The Rossettis changed the whole premise of the company, so it could move forward in a more modern world. Much of their forward progress can be attributed to the technology and knowledge of operations that Dennis, president and C.O.O., brought with him from his past experiences. Today, IHB produces a wide variety of fresh, authentic, artisan breads and is on the verge of expanding into the frozen finished product business, so it can broaden its distribution into Eastern and Western Canada, and perhaps into the United States.
A historical perspective
IHB started in two row houses in 1955 at a time when the Italian population in Toronto was growing. Initially, the owners established themselves with door-to-door sales, which grew to more than 4,000 homes.
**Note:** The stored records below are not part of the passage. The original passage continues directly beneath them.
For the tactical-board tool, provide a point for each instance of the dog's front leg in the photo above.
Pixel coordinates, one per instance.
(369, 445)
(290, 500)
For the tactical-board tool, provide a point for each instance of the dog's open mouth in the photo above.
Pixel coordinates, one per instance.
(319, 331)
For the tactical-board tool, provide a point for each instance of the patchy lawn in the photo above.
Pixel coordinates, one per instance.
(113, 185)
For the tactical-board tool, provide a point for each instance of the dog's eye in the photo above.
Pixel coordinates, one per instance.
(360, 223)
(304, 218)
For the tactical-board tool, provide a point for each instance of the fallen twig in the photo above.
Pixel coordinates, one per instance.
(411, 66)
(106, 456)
Eventually, grocers enticed the bakery to sell its bread to them, so they could sell it directly to consumers. IHB managed to get good footing in the ethnic bread division of supermarket sales until the insurgence of artisan breads expanded into mainstream markets.
John was a financial consultant for the original owners in the early 90s, when he learned that one of the partners was retiring. Knowing the skills his brother had and sensing the potential opportunity that lay before him, John broached Dennis with the idea of buying into IHB.
“Dennis was 45 years old when he was introduced to the idea of buying the company,” John says. “In retrospect, one of the things we looked at was that the company was one year old, 45 times. These guys were working really hard and not getting anywhere. They were salt of the earth guys, but they were so provincial in what they knew. The people were crowding in and trying to get a piece of what they were making, but they didn't know how to make any more volume. They were afraid of expanding.”
Kaiser rolls, at 140 g a piece, exit IHB’s new state-of-the-art hearth oven.
After Dennis and John bought into the company, there was some reorganization of the partners. Eventually, all chose to retire. “They never would have considered purchasing the equipment that we've bought over the years because they wouldn't have had confidence to move out of the realm of traditional dividers and other equipment like that,” Dennis explains. “That sort of limited them because you can only make certain product because your equipment isn't capable of making a wider variety of product.”
But Dennis had seen that type of equipment operate. He was well equipped to bring IHB into the 21st century, having worked at Kellogg in product and process development where he met with senior level equipment suppliers and dealt with what John calls “massive capital expenditures.”
Significant growth has taken place since the Rossettis became the sole owners of IHB. There was no technology before. After making radical changes, 99 percent of what IHB is today is new, John notes.